Lastly, I am fond of a good plate of Yuba. This dish is prepared by harvesting the top layer a.k.a. the skin of soy milk after the surface has solidified. The creaminess, and soft texture is what wins me over.
Japan is a place brimming with interesting and good restaurants. Many of these places are not located within plain sight and require reservations. Hence, food tours are an awesome way to explore an unfamiliar area. With the help of a guide, the participants of the tour can learn about the history, the significance, and nuances of the dishes they are brought to appreciate. The guide will help you optimise your eating journey without you having to lift a finger.
Hungry in Tokyo is a picture travel guide for foodies on the go. The book curates good and unique restaurants with a reasonable price point in areas which travellers commonly visit. This helps to streamline one’s itinerary as time is a limited commodity.
In a land where roads have no names and buildings are numbered chronologically instead of geographically, the beautiful hand-drawn maps are labelled with landmarks (e.g. convenience stores) to help readers find the restaurants easily. Each area has a short write-up of interesting sights and activities, accompanied by a poem that encaptures the spirit of that area.
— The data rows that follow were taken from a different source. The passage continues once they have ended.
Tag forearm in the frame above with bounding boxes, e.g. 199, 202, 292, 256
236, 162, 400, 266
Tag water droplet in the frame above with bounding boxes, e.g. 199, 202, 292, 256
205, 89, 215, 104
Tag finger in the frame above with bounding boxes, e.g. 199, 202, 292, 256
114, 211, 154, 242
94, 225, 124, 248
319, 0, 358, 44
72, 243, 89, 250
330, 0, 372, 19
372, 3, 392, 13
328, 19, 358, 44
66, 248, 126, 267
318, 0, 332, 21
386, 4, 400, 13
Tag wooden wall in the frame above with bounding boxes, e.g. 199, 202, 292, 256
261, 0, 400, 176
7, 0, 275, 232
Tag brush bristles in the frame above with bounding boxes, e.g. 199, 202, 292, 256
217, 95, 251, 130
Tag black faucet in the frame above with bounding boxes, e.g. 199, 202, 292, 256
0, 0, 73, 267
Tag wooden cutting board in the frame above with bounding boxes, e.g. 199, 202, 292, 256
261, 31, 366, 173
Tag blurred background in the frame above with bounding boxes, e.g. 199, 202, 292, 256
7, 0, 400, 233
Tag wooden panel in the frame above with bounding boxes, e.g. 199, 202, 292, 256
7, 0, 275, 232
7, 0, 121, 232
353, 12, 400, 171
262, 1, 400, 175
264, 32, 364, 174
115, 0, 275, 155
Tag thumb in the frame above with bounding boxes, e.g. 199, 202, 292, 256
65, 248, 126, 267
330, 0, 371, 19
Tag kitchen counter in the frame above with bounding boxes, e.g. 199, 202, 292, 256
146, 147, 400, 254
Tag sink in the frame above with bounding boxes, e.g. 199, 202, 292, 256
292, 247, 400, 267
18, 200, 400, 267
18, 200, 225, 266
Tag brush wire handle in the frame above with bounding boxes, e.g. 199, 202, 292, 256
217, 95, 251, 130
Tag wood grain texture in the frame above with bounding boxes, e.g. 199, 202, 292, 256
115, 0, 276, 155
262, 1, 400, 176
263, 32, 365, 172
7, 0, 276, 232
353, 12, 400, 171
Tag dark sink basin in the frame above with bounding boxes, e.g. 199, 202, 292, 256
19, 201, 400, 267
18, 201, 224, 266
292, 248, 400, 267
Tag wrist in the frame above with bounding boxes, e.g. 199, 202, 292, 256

I designed my travel guide to aid both first-time visitors and seasoned travellers on their journey in Tokyo. Starting off, I would ask friends living in Japan for recommendations and trawl through Japanese food websites for restaurants which look promising. As I shortlist the restaurants, I would keep in mind what kinds of food that district is well known for. For example, Asakusa is well known for Tenpura, and Jiyugaoka is famous for her patisseries.
I also give special attention to hidden gems like hole-in-the-wall restaurants which are not known to the international crowd. The other criteria for the restaurants is that they have to fall within the areas which tourists commonly visit. The concept is that one should not have to travel out of their way to eat. There is good food everywhere. The main question is ‘Where?’. Finally, after dining at the restaurants I have shortlisted, I would write up on the ones that I would want to return to again.
My favourite foodie area in Tokyo is Jiyugaoka, a trendy and laidback district which has a number of amazing patisseries. “Paris S’eveille” is the brainchild of Pastry Chef Yoshiaki Kaneko who honed his skills in some of the best restaurants in France. Chef Yoshiaki’s creations are creative. The last cake I had there was a dome-shaped pear jelly cake, whose centre is filled with creamy-smooth custard filling, sitting on a base of sponge cake.
On the northern end, one can relax at “Mont St Claire” which was opened by Hironobu Tsujiguchi, a young patissier who is decorated with many awards. One of the popular choices amongst the many local patrons is “C’est La Vie” – a refreshing white chocolate mousse cake. Whenever I visit Jiyugaoka, I have got to visit them.
My favourite dish in Kyoto is Tofu. It is calms the palate, much like the meditative scenery that envelopes the temples. On days where I want something deeply savourly which goes well with a glass of ice-cold draft beer, I would hunt for Osaka’s signature Kushikatsu, and Okonomiyaki. Between Osaka-style or Hiroshima-style, I prefer the former. There is something primal about its preparation which appeals to me.
Lately, I have been travelling outside of cities, discovering beautiful scenery while sussing out local delicacies. It has been an exhilarating adventure so far. If you have the chance, rent a car, and zip off into that unforgettable journey of your life.